Foto di Karsten Paulick da Pixabay

“Scusi, c’è Alberto?”

Il suono della voce gli era arrivato attenuato dalle strisce di plastica della tenda che separava la vendita dal laboratorio, tuttavia era stato sufficiente a fargli mancare per un attimo il respiro. Rimase in attesa con un pugno di farina davanti al piano di acciaio. Subito dopo la voce di suo padre.

“Albertoooo”

Riprese a respirare, lasciò la farina e batté le mani tra loro e poi sul grembiule, quindi uscì ostentando una tranquillità che era lontano dall’avere.

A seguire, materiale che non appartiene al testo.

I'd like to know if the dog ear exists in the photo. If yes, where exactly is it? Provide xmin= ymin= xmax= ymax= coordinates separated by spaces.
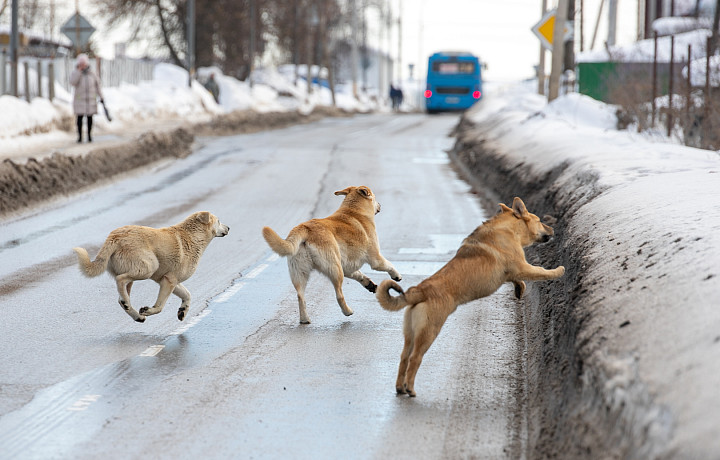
xmin=197 ymin=211 xmax=211 ymax=224
xmin=498 ymin=203 xmax=512 ymax=212
xmin=513 ymin=197 xmax=529 ymax=219
xmin=358 ymin=185 xmax=372 ymax=198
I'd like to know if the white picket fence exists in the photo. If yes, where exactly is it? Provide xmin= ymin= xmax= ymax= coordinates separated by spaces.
xmin=0 ymin=53 xmax=155 ymax=101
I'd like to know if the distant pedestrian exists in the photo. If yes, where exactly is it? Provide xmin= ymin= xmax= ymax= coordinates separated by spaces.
xmin=205 ymin=73 xmax=220 ymax=104
xmin=70 ymin=53 xmax=104 ymax=142
xmin=390 ymin=84 xmax=403 ymax=112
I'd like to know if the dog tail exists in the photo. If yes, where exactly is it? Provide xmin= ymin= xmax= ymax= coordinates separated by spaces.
xmin=73 ymin=241 xmax=115 ymax=278
xmin=263 ymin=227 xmax=307 ymax=257
xmin=375 ymin=280 xmax=425 ymax=311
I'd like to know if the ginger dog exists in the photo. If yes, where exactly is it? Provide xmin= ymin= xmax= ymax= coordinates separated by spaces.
xmin=263 ymin=186 xmax=402 ymax=324
xmin=376 ymin=198 xmax=565 ymax=396
xmin=73 ymin=212 xmax=230 ymax=323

Non si era sbagliato, la voce era quella di Cleopatra, la figlia del suo professore di ripetizioni che aveva conosciuto due giorni prima e alla quale, da allora, si era trovato a pensare con troppa insistenza.

“Se devi lavorare passo un’altra volta” disse lei.

Alberto guardò suo padre che fingeva di essere occupato a spostare dei filoni di pane da un ripiano all’altro, ma che in realtà sembrava molto più interessato alla scena insolita di una ragazza che parlava con suo figlio. A dimostrazione di ciò, il cenno di assenso che liberava Alberto dal suo impegno arrivò prima che lui potesse aprire bocca. Del resto, aveva già cominciato a slacciare il grembiule.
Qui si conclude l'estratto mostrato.